# A few more tools in the Social Groups



## Ikaika

It would be nice to have a few added features in the Social Groups. 

When clicking on threads created you have to first go to page one then scroll down to move to the last page read. Probably not a big deal, but just a matter of convenience.

Wondering if we could have a "like" clickable icon for us like junkies 

It would be very helpful to have a "Quote" function. 

Finally would be nice to be able to access social groups from Tapatalk app

I know this is just an added features (Social Groups) for TAM, but would be nice to be able to view it in similar fashion to the TAM "central" forums.


----------



## Anon Pink

drerio said:


> It would be nice to have a few added features in the Social Groups.
> 
> When clicking on threads created you have to first go to page one then scroll down to move to the last page read. Probably not a big deal, but just a matter of convenience.
> 
> Wondering if we could have a "like" clickable icon for us like junkies
> 
> It would be very helpful to have a "Quote" function.
> 
> Finally would be nice to be able to access social groups from Tapatalk app
> 
> I know this is just an added features (Social Groups) for TAM, but would be nice to be able to view it in similar fashion to the TAM "central" forums.


In social groups, if the thread has a new post there is a little box to the left of the thread title. If you click on that box the thread advances to the last page.
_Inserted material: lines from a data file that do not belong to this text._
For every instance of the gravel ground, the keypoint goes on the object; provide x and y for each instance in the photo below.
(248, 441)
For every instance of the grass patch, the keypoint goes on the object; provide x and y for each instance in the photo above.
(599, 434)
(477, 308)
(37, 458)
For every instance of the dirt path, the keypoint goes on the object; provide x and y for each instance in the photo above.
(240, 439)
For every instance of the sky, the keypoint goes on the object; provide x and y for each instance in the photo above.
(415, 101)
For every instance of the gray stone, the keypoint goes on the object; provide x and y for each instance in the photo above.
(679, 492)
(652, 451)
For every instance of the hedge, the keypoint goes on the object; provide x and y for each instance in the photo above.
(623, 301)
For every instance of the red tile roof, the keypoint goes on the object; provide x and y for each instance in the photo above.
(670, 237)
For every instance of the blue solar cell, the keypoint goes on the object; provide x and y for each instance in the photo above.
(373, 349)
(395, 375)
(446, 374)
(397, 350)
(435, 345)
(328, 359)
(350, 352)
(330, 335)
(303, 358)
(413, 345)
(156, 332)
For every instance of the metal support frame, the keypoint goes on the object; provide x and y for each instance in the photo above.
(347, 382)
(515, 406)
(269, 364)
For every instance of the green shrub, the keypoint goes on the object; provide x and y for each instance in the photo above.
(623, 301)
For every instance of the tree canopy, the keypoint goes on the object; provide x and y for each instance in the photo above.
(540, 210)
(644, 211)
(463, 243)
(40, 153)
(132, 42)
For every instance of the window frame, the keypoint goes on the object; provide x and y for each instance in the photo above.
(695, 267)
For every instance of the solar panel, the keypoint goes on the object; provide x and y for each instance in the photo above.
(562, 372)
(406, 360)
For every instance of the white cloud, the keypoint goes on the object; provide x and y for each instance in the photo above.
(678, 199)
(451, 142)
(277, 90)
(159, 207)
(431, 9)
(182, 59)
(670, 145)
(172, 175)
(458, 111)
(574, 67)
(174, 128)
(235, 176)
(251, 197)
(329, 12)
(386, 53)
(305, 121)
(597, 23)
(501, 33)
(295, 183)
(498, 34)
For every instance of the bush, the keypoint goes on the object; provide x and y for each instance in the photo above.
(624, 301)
I second the request for quote function and like function!!!! It is such a pain to copy, paste, and key in some sort of identifying feature to show the text is a quote from another poster!!!!!


----------



## Hope1964

Oh. I thought this was about some of the recent new members. I was thinking, "No Drerio, this is gonna get you banned!" Carry on then


----------



## Ikaika

Hope1964 said:


> Oh. I thought this was about some of the recent new members. I was thinking, "No Drerio, this is gonna get you banned!" Carry on then



You'll have to forgive my use of language, I'm still an old guy trying the figure this internet thing out . Anyway, I'm pretty sure there is long list of members that would like to see me banned.


----------



## happy as a clam

Hope1964 said:


> Oh. I thought this was about some of the recent new members. I was thinking, "No Drerio, this is gonna get you banned!" Carry on then


A few more "tools" in the Social Groups...

:rofl: :lol:


----------



## Jellybeans

drerio said:


> You'll have to forgive my use of language, I'm still an old guy trying the figure this internet thing out .




You're funny, Dre.


----------



## Ikaika

Jellybeans said:


> You're funny, Dre.


----------



## Jellybeans

What's funny is that I feel like I can relate to this.

:rofl:










I really am an old person trapped inside this body.


----------



## Pleaser44

I'm new and all the acronyms are confusing me  doesn't take much hu? lol. . . . is there a glossary?


----------



## Amplexor

Pleaser44 said:


> I'm new and all the acronyms are confusing me  doesn't take much hu? lol. . . . is there a glossary?


http://talkaboutmarriage.com/forum-guidelines/464-common-message-board-abbreviations-acronyms.html


----------